Como era de esperar, Vizcarra desautorizó a Morán, aunque no disipó del todo las especulaciones sobre cuán enterado estaba –si es que la autoría mediata no fue palaciega– del anuncio del ministro. Hay otro suceso que ha pasado desapercibido, pero que revelaría el interés que pone la policía en casos que involucran a personajes de relevancia. Raquel Ataucusi, en el contexto de pleitos públicos entre los herederos de Ezequiel Ataucusi, reclamó una investigación para dar con el paradero de su misterioso medio hermano Jonás, el presidente del Frepap.
La policía buscó y citó a Ataucusi hijo. Y también se las ingenió para que se difundieran las fotos y el parte policial de su aparición ante la sede de la Avenida España. La opinión pública satisfizo la legítima curiosidad por este huraño político que no daba la cara, pero el celo digno de mejor causa con que la policía lo conminó a aparecer, es, por lo menos, inquietante.
No hay casos recientes, repetimos, de comprobado reglaje o chuponeo a políticos, ni de episodios en los que las víctimas pudieran sentirse policial y políticamente intimidadas. Pero si tenemos en cuenta que hay muchos episodios de inseguridad en los que la policía interviene por oficio, he ahí también otras circunstancias en las que pueden conocer secretos y hacer favores a personajes que se sientan en deuda.

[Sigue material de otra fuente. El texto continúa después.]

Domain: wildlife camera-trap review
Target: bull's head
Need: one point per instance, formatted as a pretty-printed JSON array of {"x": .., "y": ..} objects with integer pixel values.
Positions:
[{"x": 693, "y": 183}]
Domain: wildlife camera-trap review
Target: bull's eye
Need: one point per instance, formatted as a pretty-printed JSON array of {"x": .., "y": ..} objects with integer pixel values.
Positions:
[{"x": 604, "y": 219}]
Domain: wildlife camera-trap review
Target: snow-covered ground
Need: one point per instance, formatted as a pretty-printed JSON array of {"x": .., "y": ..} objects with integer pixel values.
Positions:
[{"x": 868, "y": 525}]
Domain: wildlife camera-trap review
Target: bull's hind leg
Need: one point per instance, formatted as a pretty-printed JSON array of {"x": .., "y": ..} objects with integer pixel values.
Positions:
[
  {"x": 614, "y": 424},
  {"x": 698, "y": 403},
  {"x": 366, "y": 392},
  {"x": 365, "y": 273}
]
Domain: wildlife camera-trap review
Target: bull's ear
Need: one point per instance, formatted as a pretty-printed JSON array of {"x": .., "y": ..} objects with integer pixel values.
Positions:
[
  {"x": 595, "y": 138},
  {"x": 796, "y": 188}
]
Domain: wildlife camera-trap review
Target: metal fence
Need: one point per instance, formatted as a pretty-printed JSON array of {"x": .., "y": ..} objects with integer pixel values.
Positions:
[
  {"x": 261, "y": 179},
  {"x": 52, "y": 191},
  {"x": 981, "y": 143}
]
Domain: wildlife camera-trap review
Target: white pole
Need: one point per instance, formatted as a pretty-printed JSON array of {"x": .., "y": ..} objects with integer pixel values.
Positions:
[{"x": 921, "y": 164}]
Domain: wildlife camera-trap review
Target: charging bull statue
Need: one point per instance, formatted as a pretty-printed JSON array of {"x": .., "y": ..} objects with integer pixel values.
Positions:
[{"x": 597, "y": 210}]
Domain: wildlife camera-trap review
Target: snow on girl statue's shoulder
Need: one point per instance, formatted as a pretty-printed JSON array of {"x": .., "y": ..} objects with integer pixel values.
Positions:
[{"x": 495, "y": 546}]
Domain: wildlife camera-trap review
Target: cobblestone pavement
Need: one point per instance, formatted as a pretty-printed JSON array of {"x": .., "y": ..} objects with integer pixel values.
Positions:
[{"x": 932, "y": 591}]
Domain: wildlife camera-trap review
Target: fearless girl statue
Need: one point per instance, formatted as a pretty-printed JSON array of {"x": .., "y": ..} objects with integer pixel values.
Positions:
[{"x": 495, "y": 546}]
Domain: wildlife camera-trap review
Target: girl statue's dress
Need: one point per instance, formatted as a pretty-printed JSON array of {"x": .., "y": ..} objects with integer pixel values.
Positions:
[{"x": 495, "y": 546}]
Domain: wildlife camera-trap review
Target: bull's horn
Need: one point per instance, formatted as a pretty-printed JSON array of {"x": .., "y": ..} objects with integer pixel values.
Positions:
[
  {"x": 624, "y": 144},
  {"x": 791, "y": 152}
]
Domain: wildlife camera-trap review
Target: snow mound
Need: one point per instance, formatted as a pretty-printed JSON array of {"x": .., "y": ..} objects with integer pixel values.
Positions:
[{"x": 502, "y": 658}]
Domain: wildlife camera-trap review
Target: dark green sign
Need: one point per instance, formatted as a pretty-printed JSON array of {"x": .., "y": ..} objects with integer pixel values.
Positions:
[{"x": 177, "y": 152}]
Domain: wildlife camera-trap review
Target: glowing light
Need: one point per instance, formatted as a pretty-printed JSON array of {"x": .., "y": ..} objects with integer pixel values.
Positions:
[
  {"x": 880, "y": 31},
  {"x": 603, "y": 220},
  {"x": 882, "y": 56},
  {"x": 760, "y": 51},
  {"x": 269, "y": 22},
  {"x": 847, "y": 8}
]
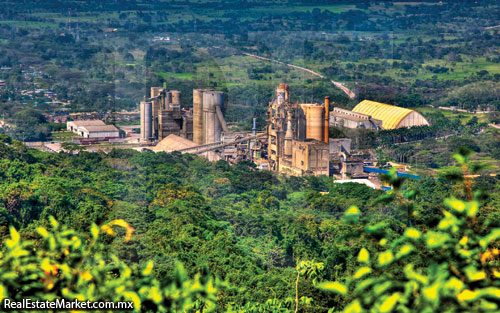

La estructura del Mininter, además, incluye un área, la Digimin (Dirección de Inteligencia del Ministerio del Interior), independiente de la PNP, que reporta directamente al ministro y podría ser la que instrumentalice las investigaciones y operativos a pedido del gran poder. Quien quiera que tome la Comisión de Defensa del Congreso –Urresti ya se anotó para ello– tendrá a la policía en su mira (y estará en la de ella).